Segnalazione di occupazione abusiva di tratti stradali

Il Comitato pro-Crotone, con la presente, sottopone all’attenzione degli Organi competenti, una problematica che, pur sollevata da più persone nel corso degli anni, non è stata mai presa in considerazione da chi dovrebbe combattere abusi ed illegalità, evidenziando per effetto una omessa vigilanza sul territorio, soprattutto nel nostro centro storico, dove si sono verificati più casi di occupazione abusiva di tratti stradali che sono stati completamente privatizzati e sottratti all’uso pubblico.
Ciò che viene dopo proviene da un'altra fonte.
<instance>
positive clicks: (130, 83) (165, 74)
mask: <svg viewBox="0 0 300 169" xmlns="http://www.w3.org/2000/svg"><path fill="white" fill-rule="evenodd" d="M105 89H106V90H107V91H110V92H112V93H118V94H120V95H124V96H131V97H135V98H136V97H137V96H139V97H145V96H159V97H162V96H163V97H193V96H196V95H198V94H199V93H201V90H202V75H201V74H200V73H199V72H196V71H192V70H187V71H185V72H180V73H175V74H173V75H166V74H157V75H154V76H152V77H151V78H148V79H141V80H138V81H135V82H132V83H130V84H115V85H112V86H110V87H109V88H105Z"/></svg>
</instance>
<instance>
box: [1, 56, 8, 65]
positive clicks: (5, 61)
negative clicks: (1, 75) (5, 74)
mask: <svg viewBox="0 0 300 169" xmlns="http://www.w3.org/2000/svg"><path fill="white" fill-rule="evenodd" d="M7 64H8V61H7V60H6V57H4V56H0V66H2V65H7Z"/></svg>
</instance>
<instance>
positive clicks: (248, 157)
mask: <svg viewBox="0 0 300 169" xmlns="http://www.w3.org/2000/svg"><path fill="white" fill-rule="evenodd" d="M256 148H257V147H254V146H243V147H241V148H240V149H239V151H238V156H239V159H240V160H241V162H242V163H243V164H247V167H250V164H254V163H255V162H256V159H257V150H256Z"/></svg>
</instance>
Pur rilevando che tali abusi interessano in modo particolare una zona caratterizzata da strade strette, pedonali, pieni di vicoli ben occultabili, sono pervenute al Comitato pro-Crotone alcune segnalazioni di abusi, di cui alcune assolutamente “eclatanti” e “meritevoli” di una pronta risoluzione:

  • Nelle immediate adiacenze della Cattedrale di Crotone (lato sinistro) da anni è stata chiusa una strada pubblica — Vico Conventello, che è stata privatizzata ad uso esclusivo dell’Arcidiocesi di Crotone, dove dal lato chiesa la strada è stata murata e munita di saracinesca in ferro, mentre dal lato opposto è stata chiusa con cancello in ferro. L’importanza di tale vicolo da riaprire al pubblico è che che dallo stesso si può accedere molto più celermente e con tratto breve da Piazza Duomo a Piazza Umberto;
  • Su Via Risorgimento, tra Palazzo Lucifero e Palazzo Morelli, nelle immediate adiacenze del Castello di Carlo 5 0 , è stato chiuso il Vico Lucifero (detto anche vicolo delle magare) apponendo su Via Risorgimento un cancello in ferro e chiudendo con muratura il lato opposto. L’importanza di riaprire tale vicolo è che riaprendo il vicolo si metterebbero in collegamento e con un tratto brevissimo due zone importanti del centro storico, riaprendo una viabilità storica. oltre che utile; – Nelle immediate adiacenze della ex chiesa di Santa Margherita, è stato chiuso un piccolo tratto di vicolo stradale, utilizzato ad uso esclusivo di privati;
  • In Vico Chiuso di Via Cutetto, nelle immediate adiacenze di Palazzo Sculco, lato destro, è stato chiuso un vicolo con un cancello in ferro;
  • In Vico Ameno (zona Piazza Sant’Angelo), è stato chiuso un tratto di vicolo con un cancello in ferro, dove sono stati ammassati oggetti di vario genere;
  • Su alcuni tratti di strade pubbliche sono stati costruiti piccoli manufatti che di fatto hanno ridimensionato lo spazio di percorribilità degli stessi con evidente limitazione dell’interesse collettivo e soprattutto con deturpamento della situazione edilizia storica;
  • Questi abusi sopra evidenziati, che sono stati segnalati al Comitato pro-Crotone, a parere di quest’ultimo non esauriscono i casi di abusi, che potrebbero essere individuati dal Comune di Crotone con un attento sopralluogo e con una comparazione della situazione storica originaria con quella attuale.

In considerazione che le citate segnalazioni rappresentano una forma di vera e propria denuncia, si comunica che in mancanza di azioni conseguenziali e dovute da parte del Comune di Crotone, si adiranno le Autorità giudiziarie competenti che certamente individueranno oggettivamente e soggettivamente ogni forma di responsabilità.

Nella certezza che tali segnalazioni saranno oggetto di un Vs. pronto intervento, anche in virtù del fatto che si risolverebbero abusi sopportati da decenni e che non incidono sulle casse comunali, si rimane in attesa di verificare l’esito della presente.